/kenning

Primary LanguagePythonApache License 2.0Apache-2.0

Kenning

Copyright (c) 2020-2024 Antmicro

Kenning

Kenning is a framework for creating deployment flows and runtimes for Deep Neural Network applications on various target hardware.

Kenning documentation | Core API | kenning.ai | Tutorials

Contents:

Introduction

Kenning aims towards providing modular execution blocks for:

  • dataset management,
  • model training,
  • model optimization and compilation for a given target hardware,
  • running models using efficient runtimes on target device,
  • model evaluation and performance reports.

These can be used seamlessly regardless of underlying frameworks for the above-mentioned steps.

Kenning's aim is not to bring yet another training or compilation framework for deep learning models - there are lots of mature and versatile frameworks that support certain models, training routines, optimization techniques, hardware platforms and other components crucial to the deployment flow. Still, there is no framework that would support all of the models or target hardware devices - especially the support matrix between compilation frameworks and target hardware is extremely sparse. This means that any change in the application, especially in hardware, may end up in a necessity to change the entirety or a significant part of the application flow.
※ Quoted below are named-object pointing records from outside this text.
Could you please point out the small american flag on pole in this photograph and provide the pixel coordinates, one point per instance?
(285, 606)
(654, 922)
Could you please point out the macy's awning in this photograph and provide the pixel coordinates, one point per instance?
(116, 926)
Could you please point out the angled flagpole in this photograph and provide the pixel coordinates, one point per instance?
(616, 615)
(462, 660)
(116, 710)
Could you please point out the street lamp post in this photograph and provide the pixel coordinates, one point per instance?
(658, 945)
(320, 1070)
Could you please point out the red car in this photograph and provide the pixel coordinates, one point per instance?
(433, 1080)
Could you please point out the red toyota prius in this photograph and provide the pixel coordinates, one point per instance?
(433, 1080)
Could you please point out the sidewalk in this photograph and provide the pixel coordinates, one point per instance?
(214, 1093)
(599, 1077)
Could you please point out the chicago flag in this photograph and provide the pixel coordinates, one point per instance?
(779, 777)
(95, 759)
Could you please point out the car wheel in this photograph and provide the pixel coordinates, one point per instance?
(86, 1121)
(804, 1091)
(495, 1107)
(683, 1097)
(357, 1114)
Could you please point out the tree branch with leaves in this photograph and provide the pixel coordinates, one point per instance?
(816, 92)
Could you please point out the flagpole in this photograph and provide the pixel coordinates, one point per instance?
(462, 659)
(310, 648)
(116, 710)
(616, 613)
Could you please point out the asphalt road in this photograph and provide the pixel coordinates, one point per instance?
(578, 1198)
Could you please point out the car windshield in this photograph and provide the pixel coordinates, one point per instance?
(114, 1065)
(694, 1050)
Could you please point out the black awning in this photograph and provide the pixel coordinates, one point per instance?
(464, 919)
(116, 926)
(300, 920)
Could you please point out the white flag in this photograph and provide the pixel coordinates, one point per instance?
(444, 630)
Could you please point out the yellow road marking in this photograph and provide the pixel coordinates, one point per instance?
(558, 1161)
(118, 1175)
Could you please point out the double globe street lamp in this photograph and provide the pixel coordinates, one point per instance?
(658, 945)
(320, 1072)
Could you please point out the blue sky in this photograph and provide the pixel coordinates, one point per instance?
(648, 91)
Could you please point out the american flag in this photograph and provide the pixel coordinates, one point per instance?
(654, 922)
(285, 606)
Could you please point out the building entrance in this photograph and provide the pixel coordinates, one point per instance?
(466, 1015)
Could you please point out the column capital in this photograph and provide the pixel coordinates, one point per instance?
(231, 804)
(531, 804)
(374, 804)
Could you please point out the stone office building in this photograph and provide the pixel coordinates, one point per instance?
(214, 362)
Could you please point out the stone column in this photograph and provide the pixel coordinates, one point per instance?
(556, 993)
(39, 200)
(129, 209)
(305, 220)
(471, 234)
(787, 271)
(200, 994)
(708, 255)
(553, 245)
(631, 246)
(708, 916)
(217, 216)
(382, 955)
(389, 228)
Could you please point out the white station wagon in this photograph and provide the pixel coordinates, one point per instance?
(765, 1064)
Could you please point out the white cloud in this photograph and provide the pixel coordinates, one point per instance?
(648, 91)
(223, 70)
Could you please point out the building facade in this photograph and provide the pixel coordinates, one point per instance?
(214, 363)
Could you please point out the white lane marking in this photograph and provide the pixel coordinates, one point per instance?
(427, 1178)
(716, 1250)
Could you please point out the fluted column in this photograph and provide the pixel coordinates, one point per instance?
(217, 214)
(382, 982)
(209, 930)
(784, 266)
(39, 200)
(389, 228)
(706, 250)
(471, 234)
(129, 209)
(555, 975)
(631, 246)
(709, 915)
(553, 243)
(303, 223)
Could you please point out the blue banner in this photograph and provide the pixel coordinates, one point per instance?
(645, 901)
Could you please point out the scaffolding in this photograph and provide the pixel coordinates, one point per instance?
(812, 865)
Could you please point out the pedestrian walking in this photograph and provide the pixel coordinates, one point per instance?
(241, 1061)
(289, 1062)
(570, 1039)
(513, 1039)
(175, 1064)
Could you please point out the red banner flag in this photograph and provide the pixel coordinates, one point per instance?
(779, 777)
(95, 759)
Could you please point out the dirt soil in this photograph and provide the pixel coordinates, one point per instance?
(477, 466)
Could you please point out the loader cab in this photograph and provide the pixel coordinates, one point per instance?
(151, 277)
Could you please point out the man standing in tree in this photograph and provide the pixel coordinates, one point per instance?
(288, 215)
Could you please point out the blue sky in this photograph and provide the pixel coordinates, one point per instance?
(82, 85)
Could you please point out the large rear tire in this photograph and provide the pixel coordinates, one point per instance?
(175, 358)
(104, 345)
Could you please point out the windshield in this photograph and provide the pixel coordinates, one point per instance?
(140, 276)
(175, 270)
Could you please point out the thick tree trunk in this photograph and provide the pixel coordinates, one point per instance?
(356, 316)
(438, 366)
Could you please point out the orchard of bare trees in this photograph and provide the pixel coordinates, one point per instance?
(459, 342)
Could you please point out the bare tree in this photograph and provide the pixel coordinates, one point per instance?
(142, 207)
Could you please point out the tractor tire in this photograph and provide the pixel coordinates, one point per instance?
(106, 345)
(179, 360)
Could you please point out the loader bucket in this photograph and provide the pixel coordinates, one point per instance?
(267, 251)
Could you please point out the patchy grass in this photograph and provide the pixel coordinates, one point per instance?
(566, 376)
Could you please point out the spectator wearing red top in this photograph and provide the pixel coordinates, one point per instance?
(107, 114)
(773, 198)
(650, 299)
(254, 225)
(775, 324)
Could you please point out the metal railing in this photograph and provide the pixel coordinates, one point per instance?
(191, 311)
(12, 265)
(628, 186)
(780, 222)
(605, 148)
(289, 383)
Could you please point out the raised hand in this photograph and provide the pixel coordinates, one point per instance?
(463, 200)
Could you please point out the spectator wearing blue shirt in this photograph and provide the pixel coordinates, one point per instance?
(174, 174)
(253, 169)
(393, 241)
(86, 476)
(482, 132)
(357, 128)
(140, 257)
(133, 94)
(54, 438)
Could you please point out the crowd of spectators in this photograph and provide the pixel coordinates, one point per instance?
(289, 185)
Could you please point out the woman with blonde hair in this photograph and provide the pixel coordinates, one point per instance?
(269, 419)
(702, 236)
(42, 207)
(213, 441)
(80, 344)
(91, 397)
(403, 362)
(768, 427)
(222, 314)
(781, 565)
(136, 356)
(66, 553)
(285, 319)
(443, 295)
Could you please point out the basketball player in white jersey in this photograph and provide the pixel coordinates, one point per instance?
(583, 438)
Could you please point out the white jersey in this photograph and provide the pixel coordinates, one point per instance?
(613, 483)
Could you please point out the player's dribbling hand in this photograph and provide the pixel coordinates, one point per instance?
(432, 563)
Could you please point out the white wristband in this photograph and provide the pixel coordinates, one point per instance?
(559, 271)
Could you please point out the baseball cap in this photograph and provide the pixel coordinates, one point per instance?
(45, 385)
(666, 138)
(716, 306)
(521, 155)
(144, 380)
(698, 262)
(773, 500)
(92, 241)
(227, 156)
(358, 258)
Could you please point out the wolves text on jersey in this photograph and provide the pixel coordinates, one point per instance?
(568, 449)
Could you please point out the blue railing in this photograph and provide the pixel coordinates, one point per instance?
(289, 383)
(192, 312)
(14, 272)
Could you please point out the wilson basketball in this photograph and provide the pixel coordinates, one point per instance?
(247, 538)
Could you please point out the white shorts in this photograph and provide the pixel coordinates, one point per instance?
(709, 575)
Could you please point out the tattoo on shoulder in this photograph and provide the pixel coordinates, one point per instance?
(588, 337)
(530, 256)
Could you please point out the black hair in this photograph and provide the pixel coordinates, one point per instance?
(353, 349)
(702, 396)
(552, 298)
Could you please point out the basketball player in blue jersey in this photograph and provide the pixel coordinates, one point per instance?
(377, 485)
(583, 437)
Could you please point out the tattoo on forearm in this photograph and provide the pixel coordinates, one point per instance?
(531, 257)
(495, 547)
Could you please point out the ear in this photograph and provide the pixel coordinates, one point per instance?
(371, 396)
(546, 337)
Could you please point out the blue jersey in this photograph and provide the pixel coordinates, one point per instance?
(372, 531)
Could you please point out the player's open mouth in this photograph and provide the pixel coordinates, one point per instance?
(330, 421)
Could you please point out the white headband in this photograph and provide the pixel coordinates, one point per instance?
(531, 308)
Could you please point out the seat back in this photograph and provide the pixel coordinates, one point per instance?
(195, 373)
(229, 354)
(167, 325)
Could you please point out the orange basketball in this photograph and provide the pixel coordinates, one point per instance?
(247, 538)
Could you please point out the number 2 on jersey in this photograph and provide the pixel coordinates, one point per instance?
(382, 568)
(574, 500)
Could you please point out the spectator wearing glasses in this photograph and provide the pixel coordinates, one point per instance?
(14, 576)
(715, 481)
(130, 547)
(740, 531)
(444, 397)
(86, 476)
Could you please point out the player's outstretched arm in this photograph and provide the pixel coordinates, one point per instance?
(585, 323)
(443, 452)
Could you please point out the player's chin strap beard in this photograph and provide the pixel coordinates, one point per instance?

Kenning addresses this issue by providing a unified API that focuses on deployment tasks rather than their implementation - the developer decides which implementation should be used for each task, and with Kenning, it is possible to do in a seamless way. This way, switching to another target platform results, in most cases, in a very small change in the code, instead of reimplementing larger parts of a project. This is how Kenning can get the most out of the existing Deep Neural Network training and compilation frameworks.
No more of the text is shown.